Annotated genome of Nucella lapillus (Atlantic dog whelk) collected from Nahant, MA in May 2024

Website: https://www.bco-dmo.org/dataset/991343
Data Type: experimental
Version: 1
Version Date: 2026-03-23

Project
» Local adaptation and the evolution of plasticity under predator invasion and warming seas: consequences for individuals, populations and communities (evolution of plasticity)
ContributorsAffiliationRole
Trussell, Geoffrey C.Northeastern UniversityPrincipal Investigator
Vollmer, Steven V.Northeastern UniversityScientist
Ford, MeghanNortheastern UniversityStudent
Gerlach, Dana StuartWoods Hole Oceanographic Institution (WHOI BCO-DMO)BCO-DMO Data Manager

Abstract
Nucella lapillus has been a focal organism of ecological and evolutionary studies on rocky shores for decades. As a direct developer, this species has limited dispersal but its broad geographic range makes it ideal for studies of population structure, isolation by distance, and selection across different environmental gradients. A fully annotated genome was generated using Oxford Nanopore sequencing at ~37x coverage, resulting in a genome assembly of 2.32 Gbp. Genomic resources for mollusks are relatively limited compared to other phyla and this new genome will enhance our understanding of genomic variation in mollusks and studies seeking to link genomic variation with organismal performance and community-level processes under various dimensions of environmental change.


Coverage

Location: Laboratory extraction of whelk specimen from Nahant, MA (42.419732, −70.902171)
Spatial Extent: Lat:42.419732 Lon:-70.902171
Temporal Extent: 2024-05 - 2024-05

Dataset Description

Nucella lapillus is an important player in rocky shore food chains and has been a focal organism of ecological and evolutionary studies for decades. Despite poor dispersal, they have a broad geographic range, which makes them an ideal species to examine isolation by distance and selection across environmental gradients.  A fully annotated genome of N. lapillus generated with Oxford Nanopore Technology (ONT) sequencing at ∼37× coverage was described in detail in the following publication:

Ford, M. R., Vollmer, S. V., & Trussell, G. C. (2025). Annotated genome of the Atlantic dog whelk, Nucella lapillus. G3: Genes, Genomes, Genetics, 15(10). https://doi.org/10.1093/g3journal/jkaf182

This dataset provides information on the study and includes links to the genetic dataset at the National Center for Biotechnology Information (NCBI) BioProject PRJNA1238877.


Methods & Sampling

Sample collection and DNA extraction
An adult Nucella lapillus individual was collected in May 2024 from Nahant, MA (42.419732, −70.902171). The foot tissue was used for DNA extraction and isolation. 

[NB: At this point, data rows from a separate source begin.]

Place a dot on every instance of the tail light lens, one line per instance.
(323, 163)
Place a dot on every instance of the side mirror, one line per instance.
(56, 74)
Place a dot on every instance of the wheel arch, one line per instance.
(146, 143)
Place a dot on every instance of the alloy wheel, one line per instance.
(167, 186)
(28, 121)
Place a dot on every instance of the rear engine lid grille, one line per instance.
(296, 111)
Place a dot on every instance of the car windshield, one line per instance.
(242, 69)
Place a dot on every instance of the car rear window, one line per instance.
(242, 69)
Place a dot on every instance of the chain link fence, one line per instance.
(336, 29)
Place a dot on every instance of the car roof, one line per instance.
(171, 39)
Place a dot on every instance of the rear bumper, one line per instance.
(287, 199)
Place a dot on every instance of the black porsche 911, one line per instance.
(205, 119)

High molecular weight (HMW) DNA was extracted from the foot via the CTAB method (1.4 M NaCl and 2% CTAB), followed by three chloroform reactions. The complete extraction protocol is available on the project GitHub repository (https://github.com/meghanclownfish/Nucella-lapillus-genome/tree/main/1_extraction). The HMW DNA was precipitated in ethanol (EtOH) and resuspended in Tris-EDTA buffer. The sample was further purified using a Genomic DNA Clean and Concentrator kit (gDCC-10, ZYMO Research, Irvine, CA, USA) per manufacturer’s instructions. Sample quality and concentration were assessed by running 2 μL of the sample on NanoDrop (Thermo Fisher Scientific, Singapore). A sample was deemed ready for sequencing if the 260/280 ratio was ∼1.9 and the 260/230 ratio fell between 2.0 and 2.2, following Sun et al. 2020.

Library prep and sequencing
N. lapillus long reads were sequenced using ONT platforms and libraries were prepared with the ONT Ligation sequencing kit (SQK-LSK114, ONT, Oxford, UK) and NEBNext Companion Module (E7180S NEB). Standard manufacturer's protocol was implemented with a few exceptions (see Ford et al., 2025 for details). Sequencing was done on a PromethION. Six flow cells in total were used to generate 103,553,219,099 bp raw data. PromethION flow cells (FLO-PRO114M) were primed and loaded per the standard manufacturer's protocol. To increase the yield of each flow cell, runs were paused and flushed using the EXP-WSH004 (ONT) kit and reloaded. High quality base calling was performed with Dorado 0.7.1 (ONT).

Genome size and heterozygosity
Genome size was estimated using JELLYFISH v2.2.10 to count canonical 41-mers from high quality ONT reads (min quality: 5) and computed a histogram of k-mer occurrence (Marcais and Kingsford 2011). The histogram was used to estimate heterozygosity with GenomeScope (Ranallo-Benavidez et al. 2020).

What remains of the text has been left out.